Fortunately, the history doesn’t stop here. Thinking about how to increase the specificity of the delivery, researchers started to attach other small compounds to the nanoparticle. For instance, knowing which kind of cell surface receptors that are produced by the target cell, they can incorporate to the nanoparticle a compound that can bind to one of those receptors. Of course, the best receptor is that one that is expressed (produced) only by the target cell, which is something not easily found.  Let´s say finding an exclusive membrane receptor makes the cell looks like as having a concrete address where a postman could deliver a letter. 

So, let’s see if we could find an ‘address’ specific enough within the cartilage that we could target to increase the delivery of a drug against FGFR3. Actually, there are very few researchers working on cartilage drug delivery and recent articles in the field describe systems aiming only the articular cartilage, through local administration. This won’t work in achondroplasia because all bones in a child are growing and they will need to receive the therapy at the same time, in a stable manner. So, for achondroplasia, we need a systemic (whole body) therapy.

However, as I said, these studies are also looking for ways to ensure the drugs they want to deliver into the articular cartilage will be due absorbed. One way to do this is exactly finding an address within the tissue, to target the chondrocytes.

Knowing that a molecule called hyaluronic acid has great affinity for another cell membrane marker called CD44, which is expressed (produced) by chondrocytes, a group of researchers has developed a system where hyaluronic acid is attached to the ‘coat’ of the nanoparticle. They were able to prove that using this strategy, delivery of the drug within the nanoparticle was far greater than with a comparator without hyaluronic acid (Laroui et al., 2007).

Another group (Rothenfluh et al, 2008) has described a system where they involve the drug in a PEG-like coat and attach a molecule that has great affinity with the cartilage matrix (reviewed in a previous article), the tissue that surrounds the chondrocytes. Because of the system used, the matrix retains the nanoparticle, leading to increased exposure of the drug within the cartilage.

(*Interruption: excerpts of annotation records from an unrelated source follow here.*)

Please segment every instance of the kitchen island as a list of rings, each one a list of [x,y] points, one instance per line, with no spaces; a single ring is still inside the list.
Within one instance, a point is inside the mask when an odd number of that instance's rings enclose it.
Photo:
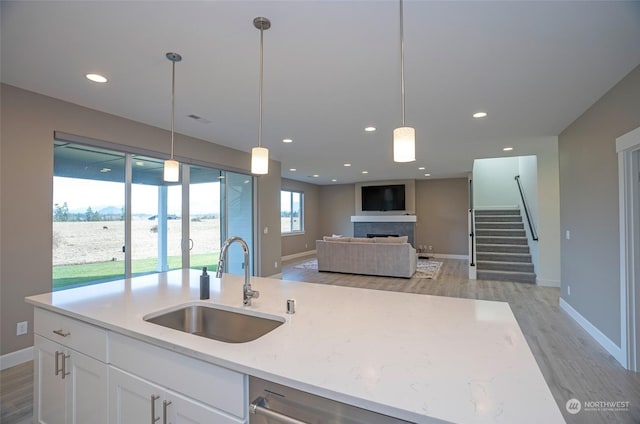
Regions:
[[[174,355],[172,363],[193,359],[411,422],[564,422],[507,303],[252,277],[260,297],[243,307],[241,276],[212,278],[211,298],[200,300],[199,274],[152,274],[27,302],[36,316],[54,312],[104,330],[110,350],[98,359],[107,365],[140,343],[151,356]],[[285,322],[254,341],[225,343],[143,319],[184,304]],[[235,416],[248,419],[243,408]]]

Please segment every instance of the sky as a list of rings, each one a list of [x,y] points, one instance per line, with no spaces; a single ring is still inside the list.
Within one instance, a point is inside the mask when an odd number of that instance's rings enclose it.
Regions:
[[[168,213],[182,215],[182,187],[168,189]],[[133,184],[133,215],[158,213],[158,188],[156,186]],[[220,183],[192,184],[189,192],[190,213],[192,215],[220,213]],[[99,211],[106,207],[124,207],[124,184],[109,181],[82,180],[77,178],[53,178],[53,205],[62,206],[67,202],[70,212],[84,213],[88,207]]]

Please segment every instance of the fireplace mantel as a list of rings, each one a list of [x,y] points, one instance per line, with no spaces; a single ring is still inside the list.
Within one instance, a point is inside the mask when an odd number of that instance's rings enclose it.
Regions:
[[[351,222],[416,222],[415,215],[353,215]]]

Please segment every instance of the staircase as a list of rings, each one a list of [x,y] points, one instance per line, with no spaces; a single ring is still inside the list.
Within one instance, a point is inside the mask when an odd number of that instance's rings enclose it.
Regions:
[[[476,277],[536,282],[519,209],[476,210]]]

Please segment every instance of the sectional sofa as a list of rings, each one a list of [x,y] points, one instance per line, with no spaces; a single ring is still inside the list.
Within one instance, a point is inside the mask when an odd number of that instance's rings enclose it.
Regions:
[[[411,278],[416,250],[407,237],[323,237],[316,241],[318,271]]]

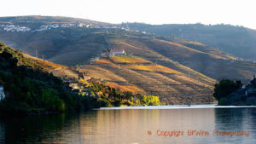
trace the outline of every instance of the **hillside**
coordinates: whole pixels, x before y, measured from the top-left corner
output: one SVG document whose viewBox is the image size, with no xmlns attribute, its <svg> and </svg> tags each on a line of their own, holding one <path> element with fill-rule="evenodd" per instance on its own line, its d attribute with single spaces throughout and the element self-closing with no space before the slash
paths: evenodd
<svg viewBox="0 0 256 144">
<path fill-rule="evenodd" d="M 196 42 L 170 42 L 121 35 L 109 35 L 108 39 L 112 49 L 124 49 L 128 54 L 145 58 L 195 78 L 200 78 L 200 74 L 197 74 L 200 72 L 217 80 L 230 78 L 248 82 L 256 72 L 255 63 L 241 60 Z"/>
<path fill-rule="evenodd" d="M 123 91 L 159 95 L 166 104 L 213 102 L 213 79 L 192 70 L 189 76 L 137 56 L 101 58 L 93 65 L 83 66 L 79 72 Z"/>
<path fill-rule="evenodd" d="M 173 35 L 133 31 L 130 24 L 120 26 L 42 16 L 0 18 L 0 40 L 27 54 L 24 55 L 55 76 L 72 82 L 86 72 L 86 78 L 100 78 L 123 92 L 159 95 L 166 103 L 211 101 L 216 80 L 241 79 L 247 83 L 256 72 L 254 62 L 212 45 Z M 151 26 L 142 27 L 145 26 Z M 127 55 L 101 58 L 102 54 L 112 49 L 124 49 Z"/>
<path fill-rule="evenodd" d="M 236 57 L 256 61 L 256 31 L 230 25 L 123 23 L 123 27 L 172 39 L 189 39 L 218 48 Z"/>
</svg>

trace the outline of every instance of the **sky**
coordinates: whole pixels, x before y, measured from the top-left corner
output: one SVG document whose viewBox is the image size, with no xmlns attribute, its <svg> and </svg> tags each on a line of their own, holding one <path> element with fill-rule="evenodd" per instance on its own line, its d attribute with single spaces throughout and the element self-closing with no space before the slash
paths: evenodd
<svg viewBox="0 0 256 144">
<path fill-rule="evenodd" d="M 255 0 L 0 0 L 0 16 L 48 15 L 102 22 L 231 24 L 256 29 Z"/>
</svg>

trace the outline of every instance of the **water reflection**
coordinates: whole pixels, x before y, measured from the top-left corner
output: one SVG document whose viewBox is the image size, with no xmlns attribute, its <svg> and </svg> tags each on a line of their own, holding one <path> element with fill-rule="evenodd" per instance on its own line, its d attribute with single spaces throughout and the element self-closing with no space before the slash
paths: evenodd
<svg viewBox="0 0 256 144">
<path fill-rule="evenodd" d="M 0 119 L 0 143 L 255 143 L 255 108 L 125 109 Z M 189 130 L 250 130 L 252 136 L 189 136 Z M 157 130 L 183 130 L 160 136 Z M 148 135 L 148 131 L 152 134 Z"/>
</svg>

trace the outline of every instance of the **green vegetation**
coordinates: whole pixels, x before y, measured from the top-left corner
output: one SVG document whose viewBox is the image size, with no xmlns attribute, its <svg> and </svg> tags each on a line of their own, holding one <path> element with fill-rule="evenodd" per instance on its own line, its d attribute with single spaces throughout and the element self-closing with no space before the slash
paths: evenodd
<svg viewBox="0 0 256 144">
<path fill-rule="evenodd" d="M 6 94 L 6 98 L 0 102 L 1 112 L 64 112 L 92 107 L 83 103 L 93 99 L 73 93 L 67 84 L 52 73 L 43 72 L 32 60 L 2 43 L 0 84 Z"/>
<path fill-rule="evenodd" d="M 96 107 L 160 105 L 158 96 L 134 95 L 130 91 L 121 92 L 119 89 L 111 88 L 95 80 L 91 80 L 89 85 L 98 96 Z"/>
<path fill-rule="evenodd" d="M 46 65 L 44 66 L 40 61 L 26 58 L 18 50 L 0 43 L 0 85 L 4 87 L 6 95 L 0 101 L 1 113 L 57 112 L 160 104 L 158 96 L 121 92 L 95 78 L 88 81 L 80 78 L 74 83 L 82 90 L 72 89 L 70 84 L 48 73 Z"/>
<path fill-rule="evenodd" d="M 213 96 L 219 106 L 256 105 L 256 79 L 255 78 L 245 88 L 241 88 L 241 81 L 223 79 L 215 84 Z"/>
</svg>

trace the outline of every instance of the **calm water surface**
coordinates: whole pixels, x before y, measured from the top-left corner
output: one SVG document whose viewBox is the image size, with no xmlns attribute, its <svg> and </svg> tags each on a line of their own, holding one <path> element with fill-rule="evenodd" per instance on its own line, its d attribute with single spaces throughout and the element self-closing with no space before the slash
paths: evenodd
<svg viewBox="0 0 256 144">
<path fill-rule="evenodd" d="M 244 130 L 249 135 L 213 135 L 214 130 Z M 173 130 L 183 135 L 158 135 Z M 188 130 L 209 135 L 188 135 Z M 115 109 L 2 118 L 0 143 L 254 144 L 256 108 Z"/>
</svg>

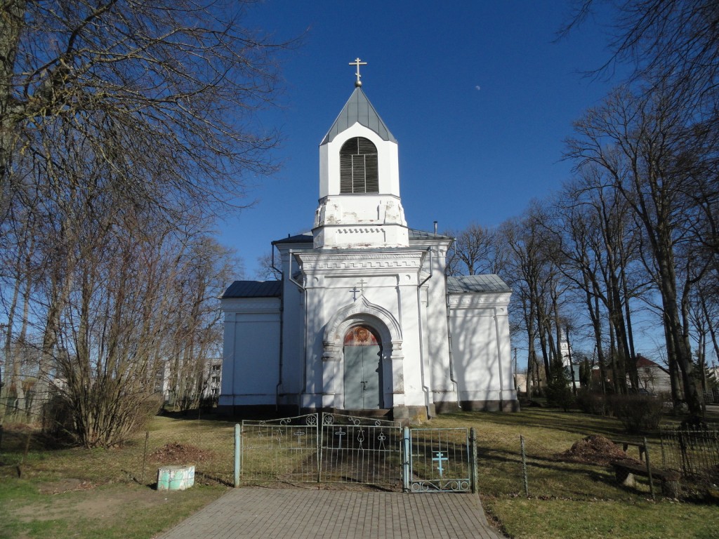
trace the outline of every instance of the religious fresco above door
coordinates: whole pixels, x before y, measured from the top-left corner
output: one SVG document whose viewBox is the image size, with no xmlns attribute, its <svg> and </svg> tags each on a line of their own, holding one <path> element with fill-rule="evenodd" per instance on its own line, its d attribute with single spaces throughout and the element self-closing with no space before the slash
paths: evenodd
<svg viewBox="0 0 719 539">
<path fill-rule="evenodd" d="M 382 407 L 382 348 L 372 330 L 350 328 L 344 335 L 344 408 Z"/>
</svg>

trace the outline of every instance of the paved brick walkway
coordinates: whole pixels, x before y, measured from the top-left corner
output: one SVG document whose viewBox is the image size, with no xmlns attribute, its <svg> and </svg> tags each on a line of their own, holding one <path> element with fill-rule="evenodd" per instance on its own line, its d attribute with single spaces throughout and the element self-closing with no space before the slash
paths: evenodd
<svg viewBox="0 0 719 539">
<path fill-rule="evenodd" d="M 160 539 L 500 539 L 477 496 L 234 489 Z"/>
</svg>

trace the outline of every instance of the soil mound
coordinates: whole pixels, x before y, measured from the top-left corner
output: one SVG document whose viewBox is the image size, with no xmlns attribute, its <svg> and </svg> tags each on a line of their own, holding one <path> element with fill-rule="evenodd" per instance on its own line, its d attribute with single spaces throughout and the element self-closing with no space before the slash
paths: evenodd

These are only two examples. There are many other delivery systems under development. Several of them might be useful for the administration of drugs based in nucleic acids (oligonucleotides, aptamers) to enhance their uptake by the chondrocytes. However, we do need more research looking for the growth plate in order to find smart solutions to pass this cartilage challenge. A broad review of delivery systems was published in 2011, covering many aspects of this field (Villaverde A, Ed.; Nanoparticles in Translational Science and Medicine, 2011).
   
I mentioned before that this article would be like a panoramic view of the field of drug delivery. The main goal was to show that even for a genetic condition such as achondroplasia, where the target for treatment is difficult to reach, there are potential solutions to get there. An investigator working in therapeutic strategies for achondroplasia should not feel overwhelmed about the cartilage barrier.